Son zamanlarda yazdıklarıma bakıyorum, hepsi aynı doğrultuda, hepsinin amacı da sonucu da aynı.

"Bir insan sürekli aynı şeyi tekrarlıyorsa, duyulmak, dinlenmek istiyordur." demişti içimden bir ses. Onu da artık dinlemiyorum.

Hata yapmak yormaz insanı, hata yaptığını bilmek yıldırır sadece. 

Ve biz insanlar, ne kadar yılarsak yılalım vazgeçmeyiz hatanın hiçbir harfinden.

Marifet sayarız, marifetsizliğimizi bile...

Bunları anlatmayacaktım. Başlarken, bunları düşünmemiştim. 

Aslına bakarsanız, başlarken hiçbir şey düşünmedim. Bütün yazılarda olduğu gibi.

Düşünmeden saçmaladığın çok an var, etrafımda bunu anlayan kimse yok.

Mantıklı olduğumu sanıyorlar, kimi zaman zeki olduğumu söyleyenler bile oluyor. 

Size göre bu iltifat, bana göre tanımadığınız bir insanı tanıdığınızı sandığınız yanılgısı.

Zekiysem, bu yüzden. Mantıklıysam şayet, sadece bu yüzden.

Vazgeçtiğim çok şey var. Bunların başında umut geliyor. Artık öyle bir kelimem yok. 

Umuttan vazgeçtiğinizde, elinizde hiçbir şey kalmaz. 

Umudu kaybettiğimde içimdeki diğer sesin 'ölümü resmedemem hâlâ, ama artık anlatabilirim.' dediğine eminim. 

Her zaman olduğu gibi, olmaması gereken ne varsa, sen anlamadan olur ve biter.

Hayatı kaça bölerseniz bölün, sonuç hep iki kere yalnızlıktır.

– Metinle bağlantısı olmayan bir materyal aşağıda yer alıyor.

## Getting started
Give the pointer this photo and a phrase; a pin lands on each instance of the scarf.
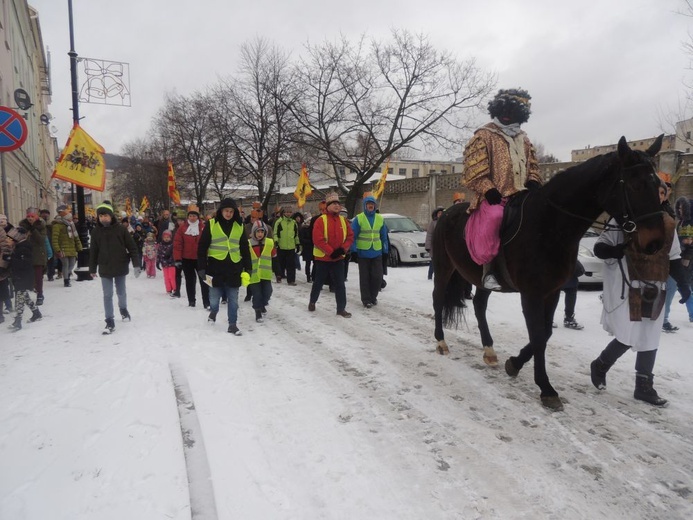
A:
(193, 228)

Ve yalnız bir insandan daha kötüsü varsa, o da iki kere yalnız kalandır.

İki kere yalnızlık,

Olur ve biter.

İnsan kaç kere severse sevsin,

Bir kere ölür ve
biter.

Kendimi ve düşüncelerimi anlatmaya çalıştığım  zamanlar çok olmuştur;  ki olmaya da devam eder.

Çünkü insan anlatmaya çalıştıkça anlıyor insanoğlunu, vicdanın, düşüncenin önemini daha iyi kavrıyor.

Bunu yapamayan her insan susuyor hiddetin, haksızlığın karşısında.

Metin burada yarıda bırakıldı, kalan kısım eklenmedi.